Yeah, looks like the default "word_wordnumbers" usernames that reddit gives you if don't change them.
I wonder if that would be an easy way to detect botting by not filling in that field for them.
This change is when I knew Reddit was going down the shitter. Automatically handing out default usernames instead of requiring you to pick your own. The only people that could possibly help are a) people with absolutely no imagination whatsoever, b) bots, and c) people making a dozen alts to puff up their main.
Funny enough, this started happening on YouTube (comments) as well, around the same time.
The issue with sites starting to use numbering as part of the default username only started happening after AI posting became a thing, because an Achilles heel is the fact that AI can't come up with enough believable unique names for all the posts they want their AI bots to make.
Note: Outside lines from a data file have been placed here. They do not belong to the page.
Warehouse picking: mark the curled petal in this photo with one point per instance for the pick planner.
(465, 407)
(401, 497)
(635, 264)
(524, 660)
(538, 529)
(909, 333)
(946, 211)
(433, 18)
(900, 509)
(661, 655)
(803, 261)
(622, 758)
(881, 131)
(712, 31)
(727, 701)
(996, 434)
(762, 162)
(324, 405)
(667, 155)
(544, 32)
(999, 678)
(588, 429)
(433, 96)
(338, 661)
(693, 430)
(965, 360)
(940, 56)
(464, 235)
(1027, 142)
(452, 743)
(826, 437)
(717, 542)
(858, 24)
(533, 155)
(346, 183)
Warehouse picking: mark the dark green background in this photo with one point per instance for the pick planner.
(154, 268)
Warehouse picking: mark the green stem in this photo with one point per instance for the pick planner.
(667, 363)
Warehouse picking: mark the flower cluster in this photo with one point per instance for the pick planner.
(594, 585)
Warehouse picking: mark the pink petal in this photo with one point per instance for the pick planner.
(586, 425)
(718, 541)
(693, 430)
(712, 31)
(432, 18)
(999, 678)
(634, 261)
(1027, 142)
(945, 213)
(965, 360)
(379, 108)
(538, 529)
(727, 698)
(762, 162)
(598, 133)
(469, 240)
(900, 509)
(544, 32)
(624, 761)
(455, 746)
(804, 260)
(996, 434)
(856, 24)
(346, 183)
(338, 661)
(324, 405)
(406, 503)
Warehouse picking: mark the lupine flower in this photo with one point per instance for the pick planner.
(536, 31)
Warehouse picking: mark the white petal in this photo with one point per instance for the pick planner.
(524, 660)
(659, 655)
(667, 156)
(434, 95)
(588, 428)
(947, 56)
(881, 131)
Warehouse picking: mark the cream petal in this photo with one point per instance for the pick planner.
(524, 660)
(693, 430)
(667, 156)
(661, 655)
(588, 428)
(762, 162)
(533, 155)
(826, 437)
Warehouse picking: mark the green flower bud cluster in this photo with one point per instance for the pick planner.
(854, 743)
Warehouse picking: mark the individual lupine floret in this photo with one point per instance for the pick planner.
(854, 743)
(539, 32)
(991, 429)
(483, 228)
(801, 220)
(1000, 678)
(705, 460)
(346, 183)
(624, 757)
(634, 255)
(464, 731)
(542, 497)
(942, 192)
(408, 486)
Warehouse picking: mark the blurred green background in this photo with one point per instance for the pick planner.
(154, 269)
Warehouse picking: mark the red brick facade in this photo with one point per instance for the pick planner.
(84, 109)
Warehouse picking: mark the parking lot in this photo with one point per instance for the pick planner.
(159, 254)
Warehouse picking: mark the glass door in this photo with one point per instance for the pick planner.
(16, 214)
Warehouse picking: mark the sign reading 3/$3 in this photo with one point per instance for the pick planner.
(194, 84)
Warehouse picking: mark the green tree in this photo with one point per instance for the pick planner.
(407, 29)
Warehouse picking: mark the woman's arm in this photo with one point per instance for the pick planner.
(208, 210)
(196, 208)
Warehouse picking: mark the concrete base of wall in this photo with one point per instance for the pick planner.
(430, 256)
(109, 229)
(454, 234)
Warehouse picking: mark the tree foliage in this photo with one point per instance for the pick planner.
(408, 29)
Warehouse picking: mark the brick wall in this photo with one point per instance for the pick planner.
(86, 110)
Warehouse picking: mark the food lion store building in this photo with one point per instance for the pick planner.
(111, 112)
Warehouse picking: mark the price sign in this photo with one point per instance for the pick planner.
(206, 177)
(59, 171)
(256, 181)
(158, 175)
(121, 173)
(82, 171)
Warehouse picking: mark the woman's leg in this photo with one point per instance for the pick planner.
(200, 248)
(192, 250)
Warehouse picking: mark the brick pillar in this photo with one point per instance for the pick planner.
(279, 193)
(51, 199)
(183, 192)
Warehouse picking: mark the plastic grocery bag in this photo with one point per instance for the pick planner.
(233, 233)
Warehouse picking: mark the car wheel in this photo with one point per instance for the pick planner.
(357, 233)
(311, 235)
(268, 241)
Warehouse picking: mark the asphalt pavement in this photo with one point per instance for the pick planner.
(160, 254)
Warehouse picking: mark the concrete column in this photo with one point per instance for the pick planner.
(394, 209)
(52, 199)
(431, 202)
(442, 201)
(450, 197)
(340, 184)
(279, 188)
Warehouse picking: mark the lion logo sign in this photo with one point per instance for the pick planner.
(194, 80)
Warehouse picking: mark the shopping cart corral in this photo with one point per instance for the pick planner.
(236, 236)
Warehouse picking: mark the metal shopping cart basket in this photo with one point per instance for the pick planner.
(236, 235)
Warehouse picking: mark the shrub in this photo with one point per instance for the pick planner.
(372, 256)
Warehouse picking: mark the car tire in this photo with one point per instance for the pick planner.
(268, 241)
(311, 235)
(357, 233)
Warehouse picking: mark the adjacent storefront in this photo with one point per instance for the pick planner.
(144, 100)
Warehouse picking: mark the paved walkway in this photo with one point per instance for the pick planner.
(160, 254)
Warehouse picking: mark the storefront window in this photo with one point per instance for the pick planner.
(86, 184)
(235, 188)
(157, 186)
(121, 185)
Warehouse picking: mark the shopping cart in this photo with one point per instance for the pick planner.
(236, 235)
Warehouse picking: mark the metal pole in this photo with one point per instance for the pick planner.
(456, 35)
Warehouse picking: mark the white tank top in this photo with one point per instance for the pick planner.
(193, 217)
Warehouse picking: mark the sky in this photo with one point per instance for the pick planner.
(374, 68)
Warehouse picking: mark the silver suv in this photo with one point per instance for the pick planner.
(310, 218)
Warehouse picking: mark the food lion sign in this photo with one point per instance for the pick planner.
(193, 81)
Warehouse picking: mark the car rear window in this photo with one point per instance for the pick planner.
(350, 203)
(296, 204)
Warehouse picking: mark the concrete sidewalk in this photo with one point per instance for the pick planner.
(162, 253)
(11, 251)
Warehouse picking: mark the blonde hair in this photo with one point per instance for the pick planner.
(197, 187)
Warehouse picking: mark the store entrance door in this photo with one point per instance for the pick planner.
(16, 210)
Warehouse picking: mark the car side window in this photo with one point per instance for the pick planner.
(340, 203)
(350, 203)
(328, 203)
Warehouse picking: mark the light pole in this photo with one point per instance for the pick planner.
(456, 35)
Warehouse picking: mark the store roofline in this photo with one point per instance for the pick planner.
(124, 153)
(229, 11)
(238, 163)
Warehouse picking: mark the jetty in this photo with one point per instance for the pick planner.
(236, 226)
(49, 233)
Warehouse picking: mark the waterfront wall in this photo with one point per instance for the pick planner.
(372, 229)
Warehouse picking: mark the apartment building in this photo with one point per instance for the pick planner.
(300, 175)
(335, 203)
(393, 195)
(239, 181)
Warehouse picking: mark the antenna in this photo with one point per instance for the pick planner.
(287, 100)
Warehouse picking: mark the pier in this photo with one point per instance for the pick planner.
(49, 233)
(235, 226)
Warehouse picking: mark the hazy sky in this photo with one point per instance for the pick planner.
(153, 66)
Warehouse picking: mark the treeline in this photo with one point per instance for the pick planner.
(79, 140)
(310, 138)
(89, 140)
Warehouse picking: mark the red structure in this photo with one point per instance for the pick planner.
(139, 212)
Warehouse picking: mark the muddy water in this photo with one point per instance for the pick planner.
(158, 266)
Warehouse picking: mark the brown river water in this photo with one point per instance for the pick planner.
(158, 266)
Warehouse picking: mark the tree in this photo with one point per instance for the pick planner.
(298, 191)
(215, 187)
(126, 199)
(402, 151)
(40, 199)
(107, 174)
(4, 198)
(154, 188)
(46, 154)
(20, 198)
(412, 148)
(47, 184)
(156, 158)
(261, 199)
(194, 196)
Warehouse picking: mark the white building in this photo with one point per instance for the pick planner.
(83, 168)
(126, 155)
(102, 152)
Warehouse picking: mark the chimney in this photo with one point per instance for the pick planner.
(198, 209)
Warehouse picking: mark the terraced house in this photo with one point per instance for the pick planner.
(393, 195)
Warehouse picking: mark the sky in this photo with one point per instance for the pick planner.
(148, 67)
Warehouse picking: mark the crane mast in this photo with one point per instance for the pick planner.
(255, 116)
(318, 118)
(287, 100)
That seems counterintuitive to me in the context of modern AI approaches. I'm wondering if you could elaborate on that a bit more.
How so? Elaborate?
This seems sufficiently explanatory to me, especially the italicized part...
Unbelievable usernames becomes an easy identifier/tag for identifying bot post.
Edit: since this comment got downvoted (as the assumed reply) I thought I would elaborate a bit more.
Basically, we name our user accounts to fit the society we live in's norms, it's naming conventions.
If you just run a bunch of vowels and consonants together, that does not make a username, at least not one that people will recognize as a valid one created by a human being.
Part of how bots are effective is in the quantity of bots that are used. Since it's near zero cost to spin up a new bot to make posts/comments, many can be made.
However people can track the validity of a user name as being a bot versus human by the quantity of the posts/comments the username makes (only so many hours in a day, and human beings are busy with other things besides just posting on Lemmy), so no one single bot can make too many posts/comments at one time.
Because of this, you need a large quantity of unique names, one for each of your bots, and they have to be believable ones by humans, so they're not identified as bots.
Had no idea they were generating names, joke of a site.
I can't believe 8 people had the exact same idea for a post at the same time, that's crazy
/s
Well, if you're going to defraud investors by pumping up your numbers before your IPO, you might as well go all out.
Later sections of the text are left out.